Code::Blocks Forums

User forums => Using Code::Blocks => Topic started by: edison on October 15, 2014, 04:58:56 am

Title: Wrong file encode detected.
Post by: edison on October 15, 2014, 04:58:56 am
This is a bug which was existed long time ago.
test code:
Code
#include <stdio.h>

int main(void)
{
    printf("Hello World! 测试");

    return 0;
}

[attachment deleted by admin]
Title: Re: Wrong file encode detected.
Post by: stahta01 on October 15, 2014, 05:36:42 am
I suggest posting a link to the file or attaching the file.

Also state the correct encoding and the wrong encoding value detected.

NOTE: If this is a program run-time issue search for the solution because it is NOT a CB issue.

It is posted somewhere on this board.

Tim S.
Title: Re: Wrong file encode detected.
Post by: edison on October 15, 2014, 05:48:50 am
I suggest posting a link to the file or attaching the file.
Also state the correct encoding and the wrong encoding value detected.
NOTE: If this is a program run-time issue search for the solution because it is NOT a CB issue.
It is posted somewhere on this board.
Tim S.

?
I have uploaded a screenshot which include notepad++ and CB open same file.
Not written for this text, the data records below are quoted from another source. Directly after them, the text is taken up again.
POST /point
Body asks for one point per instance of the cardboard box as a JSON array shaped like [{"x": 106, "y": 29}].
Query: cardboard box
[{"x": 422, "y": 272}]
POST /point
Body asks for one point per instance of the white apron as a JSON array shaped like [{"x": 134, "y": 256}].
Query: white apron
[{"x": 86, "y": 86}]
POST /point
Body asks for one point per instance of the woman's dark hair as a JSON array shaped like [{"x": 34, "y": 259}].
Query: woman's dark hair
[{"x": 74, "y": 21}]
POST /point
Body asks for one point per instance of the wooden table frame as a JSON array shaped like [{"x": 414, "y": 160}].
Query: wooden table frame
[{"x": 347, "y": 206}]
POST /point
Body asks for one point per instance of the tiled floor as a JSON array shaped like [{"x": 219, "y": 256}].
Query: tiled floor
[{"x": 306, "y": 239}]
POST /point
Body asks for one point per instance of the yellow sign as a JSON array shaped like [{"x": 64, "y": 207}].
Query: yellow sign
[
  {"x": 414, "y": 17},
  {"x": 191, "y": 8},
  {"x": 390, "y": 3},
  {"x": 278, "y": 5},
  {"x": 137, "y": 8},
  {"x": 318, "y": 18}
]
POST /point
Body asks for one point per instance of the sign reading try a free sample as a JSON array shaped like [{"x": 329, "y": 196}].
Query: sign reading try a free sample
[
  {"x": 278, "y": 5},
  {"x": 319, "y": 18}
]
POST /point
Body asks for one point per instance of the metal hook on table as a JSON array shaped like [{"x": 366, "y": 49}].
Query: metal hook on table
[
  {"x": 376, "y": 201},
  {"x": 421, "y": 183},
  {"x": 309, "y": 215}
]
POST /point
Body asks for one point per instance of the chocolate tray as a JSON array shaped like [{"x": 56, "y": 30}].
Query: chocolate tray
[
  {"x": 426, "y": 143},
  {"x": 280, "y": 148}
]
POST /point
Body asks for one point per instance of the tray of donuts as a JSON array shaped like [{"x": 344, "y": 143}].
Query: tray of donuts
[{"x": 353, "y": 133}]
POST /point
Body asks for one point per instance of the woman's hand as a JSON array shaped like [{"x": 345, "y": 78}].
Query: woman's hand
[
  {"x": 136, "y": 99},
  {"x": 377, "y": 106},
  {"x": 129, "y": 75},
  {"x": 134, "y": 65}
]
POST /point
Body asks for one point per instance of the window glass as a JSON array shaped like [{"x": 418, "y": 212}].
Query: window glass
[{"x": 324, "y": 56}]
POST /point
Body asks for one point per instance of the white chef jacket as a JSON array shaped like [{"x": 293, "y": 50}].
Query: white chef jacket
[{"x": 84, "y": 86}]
The correct one is notepad++.
It is not a good solution that to choice bypass the encode dectect.
Title: Re: Wrong file encode detected.
Post by: MortenMacFly on October 15, 2014, 08:52:39 am
This is a bug which was existed long time ago.
Sorry, but I can't reproduce. I've created a new file "main.c" copied/pasted your code snippet into it and it just looks exactly like in the forums and notepad...?!
My Settings are:
- Encoding: Windows 1252
- Use this encoding "as fallback"
- Try to detect...: OFF
- If conversion fails... : ON

However, are you sure you've saved your file in a proper file format like UTF-8?
Title: Re: Wrong file encode detected.
Post by: edison on October 15, 2014, 11:13:02 am
I have created a video for demo this issue:
https://vimeo.com/108988215 (https://vimeo.com/108988215)
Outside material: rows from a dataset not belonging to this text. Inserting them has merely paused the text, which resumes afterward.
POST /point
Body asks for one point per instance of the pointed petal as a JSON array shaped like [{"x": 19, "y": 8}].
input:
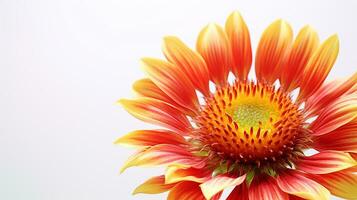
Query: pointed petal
[
  {"x": 186, "y": 191},
  {"x": 304, "y": 45},
  {"x": 297, "y": 184},
  {"x": 267, "y": 189},
  {"x": 219, "y": 183},
  {"x": 191, "y": 63},
  {"x": 319, "y": 66},
  {"x": 147, "y": 88},
  {"x": 328, "y": 94},
  {"x": 212, "y": 44},
  {"x": 341, "y": 184},
  {"x": 163, "y": 154},
  {"x": 325, "y": 162},
  {"x": 172, "y": 81},
  {"x": 176, "y": 174},
  {"x": 343, "y": 138},
  {"x": 335, "y": 115},
  {"x": 147, "y": 138},
  {"x": 239, "y": 38},
  {"x": 157, "y": 112},
  {"x": 272, "y": 51},
  {"x": 154, "y": 185},
  {"x": 240, "y": 192}
]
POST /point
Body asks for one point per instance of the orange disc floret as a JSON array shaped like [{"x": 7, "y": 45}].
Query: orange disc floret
[{"x": 251, "y": 122}]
The CB was ran with default settings.

You can reproduce this problem via add language in Windows CP, it is Simplified Chinese(the code page should be Windows-936 or GBK or cp936) here.
Title: Re: Wrong file encode detected.
Post by: MortenMacFly on October 16, 2014, 08:33:49 am
I have created a video for demo this issue:
I've seen this video. I am asking again:
However, are you sure you've saved your file in a proper file format like UTF-8?
From your video it seems not. Strange is also that you are not being warned about that issue. Usually C::B does so.
Title: Re: Wrong file encode detected.
Post by: edison on October 17, 2014, 06:27:23 am
From your video it seems not. Strange is also that you are not being warned about that issue. Usually C::B does so.
I had uploaded another video which show CB can not correctly detect the utf-8 file that save by itself:
https://vimeo.com/109202854
Title: Re: Wrong file encode detected.
Post by: MortenMacFly on October 17, 2014, 07:45:26 am
I had uploaded another video which show CB can not correctly detect the utf-8 file that save by itself:
https://vimeo.com/109202854
Well what happens is perfectly OK. As you create an UTF-8 w/o BOM and have setup windows-936 as default encoding it will be used when opening the file. There is no way you can distinguish exactly between UTF-8 and windows-936 in case you've only ANSI characters in the file.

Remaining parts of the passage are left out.